Andrew Bird is a mad genius. After seeing him live last night at Radio City Music Hall, I realized watching him in-person is like watching a circus performer with a wonderfully weird case of ADD. He'll start on the violin. Thirty seconds later, he's on the guitar, or will have turned the violin on its side to play it like a mandolin. Then he'll start to sing. Mid-sentence, he'll stop to whistle for a spell. Then he'll quickly be back on the guitar, or perhaps go for a turn on the glockenspiel.
Throughout, he incorporates the help of his magical loop pedals, which make him sound like he's doing six million things at once. Seeing the intrepid multi-instrumentalist/multitasker perform is an incredible sight to be behold, especially given that his 2009 album Noble Beast sounds so fluid and well-produced, that you don't really stop to think about the technique behind it.
The dapper-looking whistle-blower played for the better part of 90 minutes, performing a number of Noble Beast's usual suspects: An amplified, sped-up version of "Oh No," and a spirited rendition of the tongue-twisty "Fitz and Dizzyspells."
The Beast stunner, though, was "Effigy": Bird prefaced the song with the night's only lengthy introduction, explaining the song spun-off from the chorus of "Oh No" and is about a sci-fi reading nerd whose forgotten how to interact with people. "I feel a kinship with this guy," he said, explaining that the imaginary social-awkward dude could easily be him. Then, he launched into a sleepy, romantic, largely loop-free take of the song that was simply gorgeous.
Of his older stuff, Bird sampled liberally from previous albums Armchair Apocrypha and The Mysterious Production of Eggs, with crowd-favorites like "Fiery Crash," and the jovial "Opposite Day." In the encore, he reached back to 2003's Weather Systems to perform "Don't Be Scared," a heartbreaker that features some of his very best songwriting.
Mariachi-like desert rockers Calexico — whose opening set was lively and impressive, and included personal fave "The Crystal Frontier" — joined Bird on stage for three songs. Given that Bird has a band of his own, the number of musicians on stage ballooned to nearly a dozen, each with their various instruments of choice. The highlight of the mini-set was easily the bouncy "Scythian Empire," bolstered by the sheer power of Calexico's trumpeters.

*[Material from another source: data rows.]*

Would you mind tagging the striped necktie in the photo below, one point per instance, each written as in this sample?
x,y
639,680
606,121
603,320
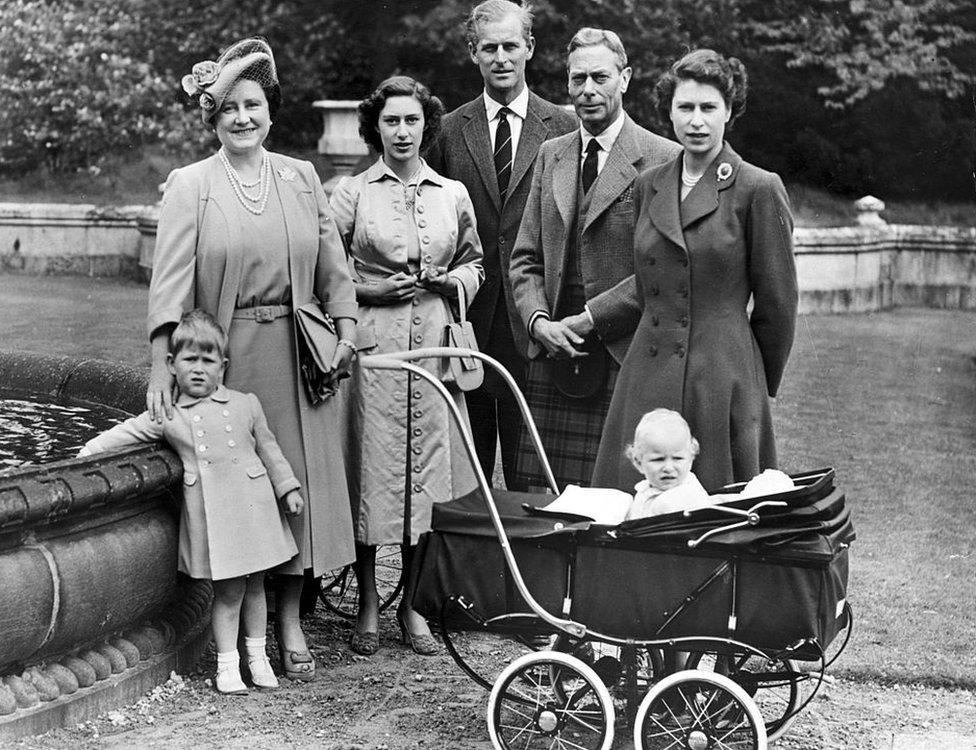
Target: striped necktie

But, of course, it was Bird's night. The whiz-kid made his intricately-layered brainiac rock look easy, when nothing could be further from the truth. He's essentially a massively-talented musical wind-up toy. Was anyone else at Radio City last night? Or have you seen Bird elsewhere and came away similarly impressed? And how on earth is he able to whistle so melodically (and powerfully)?